Perhaps unsurprisingly, adults who traveled for leisure last summer (May-August 2015) are more likely to travel again this summer (91% vs. 33% who didn’t travel last summer), and this year’s poll revealed the largest percentage of Americans report having traveled for leisure last summer — more than half (55%) — since the summer of 2008 (60%):
These are some of the results of The Harris Poll® of 2,021 U.S. adults surveyed online, between June 18 and 30, 2016.
School’s out for summer
When anyone says “Summer” one of the first words that comes to mind for any child in the American school system is always “Vacation.” Those two words are glued together for kids, and according to the latest Harris Poll, parents are well aware of the need to get away with their family during the warm weather months. About 3 in 4 parents of children under the age of 18 (74%) have taken or plan to take a vacation this summer, closely followed by the 62% of parents without children under 18/non-parents who have or plan to do the same. Moreover, just under 9 in 10 (88%) parents of children under the age of 18 indicate that their children have at least a little influence over the plans they make for vacation.
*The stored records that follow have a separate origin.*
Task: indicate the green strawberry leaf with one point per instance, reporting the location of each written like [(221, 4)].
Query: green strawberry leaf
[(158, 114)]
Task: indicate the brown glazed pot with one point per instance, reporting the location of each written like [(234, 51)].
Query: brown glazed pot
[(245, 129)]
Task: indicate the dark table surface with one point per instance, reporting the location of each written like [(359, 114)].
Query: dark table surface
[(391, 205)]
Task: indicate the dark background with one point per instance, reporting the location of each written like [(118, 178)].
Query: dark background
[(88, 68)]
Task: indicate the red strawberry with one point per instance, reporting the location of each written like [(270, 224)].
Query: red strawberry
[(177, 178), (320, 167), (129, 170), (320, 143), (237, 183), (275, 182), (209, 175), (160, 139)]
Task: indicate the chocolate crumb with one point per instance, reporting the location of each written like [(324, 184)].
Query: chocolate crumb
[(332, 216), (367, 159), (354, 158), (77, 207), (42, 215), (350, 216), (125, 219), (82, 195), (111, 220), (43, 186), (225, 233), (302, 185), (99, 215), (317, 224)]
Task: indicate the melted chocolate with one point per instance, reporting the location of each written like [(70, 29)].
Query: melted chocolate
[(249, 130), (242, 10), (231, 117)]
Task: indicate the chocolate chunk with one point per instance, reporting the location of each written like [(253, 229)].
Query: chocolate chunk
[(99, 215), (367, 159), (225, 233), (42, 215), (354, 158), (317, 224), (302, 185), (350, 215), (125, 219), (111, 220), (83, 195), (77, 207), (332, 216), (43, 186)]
Should I stay or should I go
Between your job having the ability to follow you home, strapped finances, or a pet that can’t be trusted to behave at daycare, there are a million reasons why Americans reach the planning stage of a vacation and start to wonder: “Is it worth it?” Over 1 in 3 adults (35%) are not planning to take a vacation this summer, defined as at least 50 miles away from home one-way and/or includes an overnight stay.
But does taking a vacation really require travel? More than two in 5 adults (42%) are turning towards a new trend and prefer to spend their vacation at home, on a ‘staycation’, rather than travel somewhere. This is especially true of people who live in rural or urban areas, and unmarried adults.
Two tickets to paradise
When it comes to Americans who do plan to travel, what are they looking for when picking accommodations? Over 2 in 3 Americans (68%) would prefer travel accommodations that feel like an escape from home, while about 1 in 3 (32%) would prefer accommodations that feel like home. However, preferences are somewhat flipped when it comes to in-room dining. In this case, over 6 in 10 adults (63%) would prefer to stay in hotel rooms with kitchenettes, while less than four in ten (37%) would prefer a hotel offering room service.
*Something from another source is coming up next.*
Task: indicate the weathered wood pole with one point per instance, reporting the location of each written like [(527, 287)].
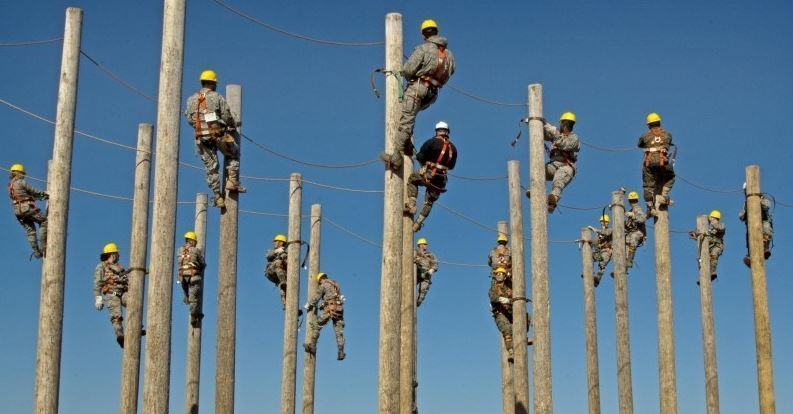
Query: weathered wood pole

In addition, what else does anyone love when doing anything potentially expensive, why nothing better than a good deal! According to 4 in 10 Americans (41%), last-minute deals on travel may enable them to take more vacations this summer than they initially planned (only next year’s poll will tell!). And speaking of last minute deals, about 1 in 5 U.S. adults (21%) are considering a trip to Great Britain right now to take advantage of the more favorable exchange rate after the UK voted to leave the European Union .
This Harris Poll was conducted online, in English, within the United States between June 28 and 30, 2016 among 2,021 adults (aged 18 and over). Figures for age, sex, race/ethnicity, education, region and household income were weighted where necessary to bring them into line with their actual proportions in the population. Propensity score weighting was also used to adjust for respondents’ propensity to be online.
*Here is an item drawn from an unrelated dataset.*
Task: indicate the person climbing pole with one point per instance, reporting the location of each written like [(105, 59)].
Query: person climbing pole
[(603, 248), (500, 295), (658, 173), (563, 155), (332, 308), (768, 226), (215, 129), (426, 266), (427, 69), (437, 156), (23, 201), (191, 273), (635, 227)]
All sample surveys and polls, whether or not they use probability sampling, are subject to multiple sources of error which are most often not possible to quantify or estimate, including sampling error, coverage error, error associated with nonresponse, error associated with question wording and response options, and post-survey weighting and adjustments. Therefore, The Harris Poll avoids the words “margin of error” as they are misleading. All that can be calculated are different possible sampling errors with different probabilities for pure, unweighted, random samples with 100% response rates. These are only theoretical because no published polls come close to this ideal.
Respondents for this survey were selected from among those who have agreed to participate in Harris Poll surveys. The data have been weighted to reflect the composition of the adult population. Because the sample is based on those who agreed to participate in our panel, no estimates of theoretical sampling error can be calculated.